Doch obwohl sich die Gründe für das Schrumpfen im Alter verallgemeinern lassen, haben die Forscher um John Strauss und Yaohui Zhao Faktoren gefunden, die dessen Ausmaß variieren lassen - und sie alle haben nichts mit der Kindheit zu tun.

20.000 Menschen untersucht

Für ihre Analyse verwendeten die Ökonomen Daten aus der sogenannten CHARLS-Studie, eine Langzeituntersuchung zu Gesundheit und Altern in China, bei der gesundheitsspezifische Angaben zu fast 20.000 Menschen ab einem Alter von 45 Jahren erfasst werden. Die Grundlagen zur nun vorliegenden Auswertung wurden zwischen Juni 2011 und März 2012 in Interviews und Untersuchungen gesammelt.

Dass die Körpergröße und Gesundheit im Erwachsenenalter eng verknüpft ist mit den Lebensumständen in der Kindheit, wurde durch zahlreiche Studien in vielen Ländern der Welt belegt (u.a. durch diese und diese).

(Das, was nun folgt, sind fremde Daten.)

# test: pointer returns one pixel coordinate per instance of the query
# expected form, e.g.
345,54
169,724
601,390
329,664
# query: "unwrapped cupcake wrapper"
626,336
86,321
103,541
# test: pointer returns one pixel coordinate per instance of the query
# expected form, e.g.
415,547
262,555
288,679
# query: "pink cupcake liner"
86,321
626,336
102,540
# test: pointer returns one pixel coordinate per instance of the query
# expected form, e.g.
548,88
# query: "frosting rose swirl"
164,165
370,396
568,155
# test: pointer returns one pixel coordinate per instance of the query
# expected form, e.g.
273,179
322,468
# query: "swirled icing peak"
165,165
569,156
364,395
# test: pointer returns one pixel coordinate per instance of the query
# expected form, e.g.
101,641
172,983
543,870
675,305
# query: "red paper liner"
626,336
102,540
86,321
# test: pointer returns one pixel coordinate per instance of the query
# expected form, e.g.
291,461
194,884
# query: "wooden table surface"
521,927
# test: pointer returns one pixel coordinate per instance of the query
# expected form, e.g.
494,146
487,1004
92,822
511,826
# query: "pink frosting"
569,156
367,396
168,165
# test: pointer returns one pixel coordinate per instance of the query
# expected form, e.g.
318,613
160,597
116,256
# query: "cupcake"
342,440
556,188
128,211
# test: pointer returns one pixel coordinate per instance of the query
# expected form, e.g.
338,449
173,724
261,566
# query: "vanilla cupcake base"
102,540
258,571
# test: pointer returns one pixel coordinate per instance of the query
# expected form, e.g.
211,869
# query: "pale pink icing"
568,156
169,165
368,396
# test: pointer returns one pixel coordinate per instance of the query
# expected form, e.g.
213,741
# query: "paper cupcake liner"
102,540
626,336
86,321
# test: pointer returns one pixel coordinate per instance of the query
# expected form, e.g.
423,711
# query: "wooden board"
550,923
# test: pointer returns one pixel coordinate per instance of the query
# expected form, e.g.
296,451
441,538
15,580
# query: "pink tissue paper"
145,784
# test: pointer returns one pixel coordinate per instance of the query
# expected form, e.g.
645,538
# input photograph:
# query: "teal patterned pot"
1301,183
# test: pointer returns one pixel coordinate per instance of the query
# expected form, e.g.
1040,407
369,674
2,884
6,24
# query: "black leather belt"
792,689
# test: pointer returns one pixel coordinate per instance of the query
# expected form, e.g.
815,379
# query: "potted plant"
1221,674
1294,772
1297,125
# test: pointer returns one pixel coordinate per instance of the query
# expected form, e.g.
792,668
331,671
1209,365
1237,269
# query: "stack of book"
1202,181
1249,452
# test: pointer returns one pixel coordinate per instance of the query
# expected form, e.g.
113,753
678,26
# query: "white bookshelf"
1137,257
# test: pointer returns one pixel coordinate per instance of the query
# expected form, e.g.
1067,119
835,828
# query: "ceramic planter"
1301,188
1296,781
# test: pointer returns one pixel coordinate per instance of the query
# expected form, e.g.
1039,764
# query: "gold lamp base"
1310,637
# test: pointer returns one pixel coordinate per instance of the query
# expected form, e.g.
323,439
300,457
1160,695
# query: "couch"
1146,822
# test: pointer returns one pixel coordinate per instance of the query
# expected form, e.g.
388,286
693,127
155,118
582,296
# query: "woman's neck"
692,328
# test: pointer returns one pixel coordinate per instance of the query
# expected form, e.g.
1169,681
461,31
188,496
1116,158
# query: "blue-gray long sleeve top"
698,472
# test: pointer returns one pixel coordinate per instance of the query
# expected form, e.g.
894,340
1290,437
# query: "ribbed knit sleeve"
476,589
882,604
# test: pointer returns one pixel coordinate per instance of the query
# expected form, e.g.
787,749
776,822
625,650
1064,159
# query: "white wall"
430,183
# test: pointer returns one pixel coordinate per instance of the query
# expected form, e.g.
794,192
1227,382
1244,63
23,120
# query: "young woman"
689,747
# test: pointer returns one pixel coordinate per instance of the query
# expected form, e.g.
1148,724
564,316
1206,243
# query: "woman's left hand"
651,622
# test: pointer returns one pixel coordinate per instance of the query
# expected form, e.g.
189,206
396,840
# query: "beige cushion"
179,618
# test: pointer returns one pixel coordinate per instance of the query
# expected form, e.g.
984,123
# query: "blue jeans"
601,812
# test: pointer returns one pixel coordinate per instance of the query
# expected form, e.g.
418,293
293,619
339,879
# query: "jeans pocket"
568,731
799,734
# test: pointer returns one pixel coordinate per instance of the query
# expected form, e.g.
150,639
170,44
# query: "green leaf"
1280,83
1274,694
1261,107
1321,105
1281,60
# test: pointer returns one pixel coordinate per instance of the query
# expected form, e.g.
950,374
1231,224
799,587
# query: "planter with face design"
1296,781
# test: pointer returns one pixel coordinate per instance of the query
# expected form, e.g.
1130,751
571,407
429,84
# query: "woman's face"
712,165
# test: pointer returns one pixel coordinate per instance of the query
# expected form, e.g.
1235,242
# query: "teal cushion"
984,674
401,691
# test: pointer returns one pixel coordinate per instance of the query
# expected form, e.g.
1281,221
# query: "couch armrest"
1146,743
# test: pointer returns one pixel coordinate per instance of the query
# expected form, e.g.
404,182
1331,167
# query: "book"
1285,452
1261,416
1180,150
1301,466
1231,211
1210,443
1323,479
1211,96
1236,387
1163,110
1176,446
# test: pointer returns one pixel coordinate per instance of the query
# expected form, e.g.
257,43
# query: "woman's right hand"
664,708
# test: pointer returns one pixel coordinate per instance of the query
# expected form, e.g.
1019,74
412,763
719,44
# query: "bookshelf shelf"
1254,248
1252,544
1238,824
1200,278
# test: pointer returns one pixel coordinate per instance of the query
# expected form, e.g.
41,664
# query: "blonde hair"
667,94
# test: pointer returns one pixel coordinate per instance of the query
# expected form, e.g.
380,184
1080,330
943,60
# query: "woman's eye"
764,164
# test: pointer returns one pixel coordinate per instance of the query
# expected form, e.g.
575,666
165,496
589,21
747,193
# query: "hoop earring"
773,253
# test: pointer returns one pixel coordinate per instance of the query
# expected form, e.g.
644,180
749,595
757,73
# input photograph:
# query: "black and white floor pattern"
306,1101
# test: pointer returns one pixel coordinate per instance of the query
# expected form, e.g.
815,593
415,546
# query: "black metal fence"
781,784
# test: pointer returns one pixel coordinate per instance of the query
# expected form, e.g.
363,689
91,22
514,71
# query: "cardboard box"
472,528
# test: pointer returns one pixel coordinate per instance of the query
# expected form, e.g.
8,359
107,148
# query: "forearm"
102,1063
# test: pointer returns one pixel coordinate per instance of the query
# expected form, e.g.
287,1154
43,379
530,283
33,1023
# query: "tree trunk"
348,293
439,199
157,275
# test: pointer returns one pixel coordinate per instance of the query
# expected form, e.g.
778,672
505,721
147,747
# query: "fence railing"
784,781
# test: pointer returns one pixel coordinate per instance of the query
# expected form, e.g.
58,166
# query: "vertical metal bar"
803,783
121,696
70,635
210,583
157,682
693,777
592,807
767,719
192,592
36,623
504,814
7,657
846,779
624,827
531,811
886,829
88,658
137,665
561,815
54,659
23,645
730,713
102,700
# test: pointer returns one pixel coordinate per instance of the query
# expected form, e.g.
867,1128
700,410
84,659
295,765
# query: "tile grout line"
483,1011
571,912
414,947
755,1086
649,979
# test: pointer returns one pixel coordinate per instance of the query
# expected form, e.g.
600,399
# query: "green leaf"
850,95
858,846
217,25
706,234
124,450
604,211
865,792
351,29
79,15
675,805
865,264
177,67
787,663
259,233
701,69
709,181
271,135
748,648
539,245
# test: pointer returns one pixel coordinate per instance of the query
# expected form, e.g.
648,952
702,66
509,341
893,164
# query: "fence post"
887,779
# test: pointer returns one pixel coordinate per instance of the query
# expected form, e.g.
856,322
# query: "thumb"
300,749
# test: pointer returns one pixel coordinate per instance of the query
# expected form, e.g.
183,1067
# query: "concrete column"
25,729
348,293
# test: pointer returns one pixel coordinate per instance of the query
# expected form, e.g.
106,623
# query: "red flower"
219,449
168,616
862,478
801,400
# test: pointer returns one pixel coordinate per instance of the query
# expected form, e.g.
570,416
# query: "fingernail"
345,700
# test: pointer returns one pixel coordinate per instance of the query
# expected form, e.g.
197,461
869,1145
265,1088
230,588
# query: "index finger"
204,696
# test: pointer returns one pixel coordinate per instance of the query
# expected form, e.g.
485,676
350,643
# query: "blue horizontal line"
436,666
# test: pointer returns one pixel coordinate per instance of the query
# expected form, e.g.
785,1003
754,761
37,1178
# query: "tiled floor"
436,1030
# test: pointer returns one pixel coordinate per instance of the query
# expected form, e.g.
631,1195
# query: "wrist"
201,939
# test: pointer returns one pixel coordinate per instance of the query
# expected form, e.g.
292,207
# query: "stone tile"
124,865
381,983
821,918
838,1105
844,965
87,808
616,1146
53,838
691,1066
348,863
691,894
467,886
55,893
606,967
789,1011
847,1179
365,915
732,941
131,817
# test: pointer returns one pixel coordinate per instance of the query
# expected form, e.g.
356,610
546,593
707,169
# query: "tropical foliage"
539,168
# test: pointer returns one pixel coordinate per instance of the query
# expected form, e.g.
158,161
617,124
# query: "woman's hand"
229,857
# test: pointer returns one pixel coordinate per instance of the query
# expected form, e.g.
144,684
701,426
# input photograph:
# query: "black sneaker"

Dabei schien aber auch ein gewisser Fatalismus inkludiert nach dem Motto: Was in der Kinderheit falsch gemacht wird, lässt sich im weiteren Leben nur mehr begrenzt "ausbügeln".

Diese scheinbare Kettenreaktion ist ein Grund, warum das Forscherteam sich auf die Erhebung von Gesundheitsdaten älterer Menschen in China konzentrierte. Dort, so ihre These, waren die Lebensumstände während ihrer Kindheit schlechter als in industrialisierten Ländern. Die Auswirkungen auf das restliche Leben müssten deshalb deutlich zu sehen und bei Menschen mit ähnlichen Lebensumständen relativ einheitlich sein.

Geistige Fitness hält groß

Dem ist aber nicht so, und der stärkste Indikator für weniger Größenverlust ist laut Studie die geistige Fitness: Jene Menschen, die bei Wissenstests und Rätseln am besten abschnitten, verloren am wenigsten an Körpergröße. Stadtbewohner blieben auch im Alter größer als Menschen vom Land.

Und die Ausbildung verstärkte diesen Effekt noch: Hatten die Testpersonen die Grundschule absolviert, blieben die Männer im Schnitt um 0,9 Zentimeter größer als ihre des Lesens und Schreibens unkundigen Altersgenossen (Frauen "gewannen" 0,6 Zentimeter). Eine abgeschlossene Mittelschule brachte noch einmal einen Zentimeter - "insgesamt ein beachtlicher Effekt, wenn man davon ausgeht, dass Männer durch das Alter im Schnitt um 3,3 Zentimeter schrumpfen", schreiben die Wissenschaftler in einer Aussendung.

Natürlich könne man davon ausgehen, dass mit der Ausbildung andere Lebensumstände einhergehen, so die Forscher. Ihnen sei der Beleg gelungen, dass eben diese Umstände des Erwachsenenlebens sich noch auf die Körpergröße auswirken und nicht alles in der Kindheit vorbestimmt werde.